Du fait du réarmement naval, les chantiers américains sont saturés.
La diplomatie navale se développe tout particulièrement avec l’Inde, l’Indonésie, le Japon, les Philippines et Singapour, ce qui permet l’interopérabilité des unités aéronavales, logistiques et opérationnelles.
En outre, cela s’accompagne de contrats de vente : rafales et porte-avions avec l’Inde, porte-aéronef au Japon (2), …
- L’exercice Varuna 2025 avec la marine indienne
Des exercices sont organisés tous les ans pour contrer le « collier de perles » chinois, constitué de bases logistiques chinoises dans l’océan Indien, points d’appui sous loi chinoise.
- L’exercice Lapérouse avec huit marines à proximité des détroits : Malacca (aujourd’hui saturé + piraterie), Lombock. Ces détroits sont vitaux pour la Chine : pour les produits énergétiques importés, et pour les produits manufacturés exportés vers l’Europe et l’Afrique.
L’Arctique, alternative aux détroits : passages du nord-ouest et du nord-est qui va se dégeler le premier (actuellement sous contrôle russe). Le détroit de Béring contrôlé à l’est par la Russie, à l’ouest par les USA.

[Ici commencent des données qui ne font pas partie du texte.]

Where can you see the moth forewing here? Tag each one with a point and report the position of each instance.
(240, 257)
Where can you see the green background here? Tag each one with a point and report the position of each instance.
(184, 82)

- L’exercice Artaban avec l’Australie
Deux stratégies dans le Pacifique : chinoise contre américaine. Les USA (et les Occidentaux) sont attachés au respect du droit international et à la liberté de navigation.
La mer de Chine et la ligne des neuf traits. Stratégie chinoise par étapes : contrôle de la première chaîne d’îles en 2020, de la deuxième en 2030, l’objectif est de contrôler le Pacifique en 2049.
Les deuxième et troisième chaînes d’îles. Dès maintenant la loi chinoise impose de contrôler tous les bâtiments navigants dans sa ZEE.
- L’exercice Pacifique Steller avec un porte-avions américain et un porte-aéronefs japonais afin de dénier aux Chinois le contrôle de la zone.
Le retour
[1] « Porte des lamentations »
[2] Pour mémoire, la France avait formé les futurs kamikazes avant la Deuxième guerre mondiale.